Will Current Political Dynamics Impact the Upcoming N.J. Equal Pay Override Vote?

Weinberg

State Senator Loretta Weinberg is a sponsor of the equal pay bill. Alyana Alfaro for Observer

On Monday, Democratic state senators announced that they will soon attempt to override a veto by New Jersey Governor Chris Christie. The target of the override vote is S-992, a bill that aims to ensure equal pay for equal work for men and women through increased penalties for employers who fail to pay equitable wages. That vote is set for Monday December 19.

State Senator Sandra Cunningham (D-31) is one of the co-sponsors of the legislation. In a release following the announcement of the override vote, Cunningham said that the bill is necessary to help speed along progress in New Jersey.

“As a new generation of young women prepares to enter the workforce, they should do so with the assurance that they will be treated as equals no matter their gender, race, or religion. This legislation will bring transparency to wages and help to combat wage discrimination,” Cunningham said in a statement. “This will help to change the culture of inequality that unfortunately still exists in the workplace and help to close the wage gap between men and women.”

Democrats have never managed to get an override through the legislature during Christie’s time as governor, but it is not for lack of trying. While the legislature has attempted over 50 times to override a veto, the most successful attempt came in October of last year when Senate President Steve Sweeney was able to wrangle up enough votes in the state senate on a bill aimed at reporting any attempt to expunge the mental illness records of gun buyers. However, that measure eventually stalled in the assembly and did not become a veto override.

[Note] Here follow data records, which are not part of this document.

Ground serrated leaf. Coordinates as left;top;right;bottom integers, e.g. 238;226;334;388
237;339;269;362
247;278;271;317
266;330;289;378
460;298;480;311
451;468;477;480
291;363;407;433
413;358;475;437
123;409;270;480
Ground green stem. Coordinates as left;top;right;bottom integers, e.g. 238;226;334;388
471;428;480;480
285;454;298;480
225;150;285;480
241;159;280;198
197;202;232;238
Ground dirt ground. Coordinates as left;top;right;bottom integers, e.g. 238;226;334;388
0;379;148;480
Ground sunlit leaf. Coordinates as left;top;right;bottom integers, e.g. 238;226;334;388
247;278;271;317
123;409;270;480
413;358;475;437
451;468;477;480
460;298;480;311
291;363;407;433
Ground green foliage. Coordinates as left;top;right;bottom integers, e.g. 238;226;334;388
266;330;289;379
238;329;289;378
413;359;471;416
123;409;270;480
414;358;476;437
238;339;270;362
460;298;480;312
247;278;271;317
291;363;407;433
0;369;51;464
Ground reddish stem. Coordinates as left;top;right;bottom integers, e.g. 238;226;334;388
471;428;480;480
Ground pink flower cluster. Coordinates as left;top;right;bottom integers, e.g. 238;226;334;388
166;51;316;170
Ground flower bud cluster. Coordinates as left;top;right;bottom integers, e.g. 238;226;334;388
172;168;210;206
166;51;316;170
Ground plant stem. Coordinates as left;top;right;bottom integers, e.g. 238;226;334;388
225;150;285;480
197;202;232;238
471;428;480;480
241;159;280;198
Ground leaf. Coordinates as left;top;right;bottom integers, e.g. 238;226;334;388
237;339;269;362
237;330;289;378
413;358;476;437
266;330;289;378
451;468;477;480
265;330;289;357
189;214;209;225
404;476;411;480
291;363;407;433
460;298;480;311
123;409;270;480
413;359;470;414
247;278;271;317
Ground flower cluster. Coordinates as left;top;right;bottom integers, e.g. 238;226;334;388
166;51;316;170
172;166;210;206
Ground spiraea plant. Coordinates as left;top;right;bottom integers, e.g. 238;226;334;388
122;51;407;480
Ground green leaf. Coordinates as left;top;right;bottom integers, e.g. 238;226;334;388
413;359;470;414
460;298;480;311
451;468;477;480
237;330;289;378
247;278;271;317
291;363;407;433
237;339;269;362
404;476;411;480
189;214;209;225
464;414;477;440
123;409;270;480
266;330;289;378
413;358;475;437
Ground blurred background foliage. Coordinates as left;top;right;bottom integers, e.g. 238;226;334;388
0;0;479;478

But, in the past year, dynamics have shifted significantly.

While Sweeney supports the equal pay legislation—and voiced that support in the press release on the issue—his ability to garner enough votes to get the override passed may be hindered by his current political standing. When he successfully orchestrated enough votes in the senate race last year on the gun bill, Sweeney was considered at that time considered a frontrunner in the 2017 gubernatorial contest. Now however, Sweeney is out of the contest due to early maneuvers from former U.S. Ambassador to Germany Phil Murphy that gave the senate president no path to victory.

While Sweeney’s failure to enter the gubernatorial race may have little impact on the potential for an override if any, it is possible that members of the legislature may not be so apt to go along with someone whose political favor they need not curry. However, the support among Democrats in the legislature has been overwhelming on the issue to this point.

The dynamic has also changed for Christie. At the time that the senate voted for a veto in October 2015, Christie was still running for president. Now, he is a lame duck governor with few national prospects following his scheduled January 2018 departure from the state house. That shift in Christie’s standing may mean that Republicans in the legislature may be more willing to go against him than they were in the past. That change could potentially up the number of Republican legislators who defect and decide to vote for the override.

The bill was vetoed by the governor in May of this year after passing in both the state senate (28-4) and assembly (54-14). Because only 27 votes in the senate and 54 are needed in the assembly to pass the bill, it it possible the measure will pass provided that numbers stay the same.

Will Current Political Dynamics Impact the Upcoming N.J. Equal Pay Override Vote?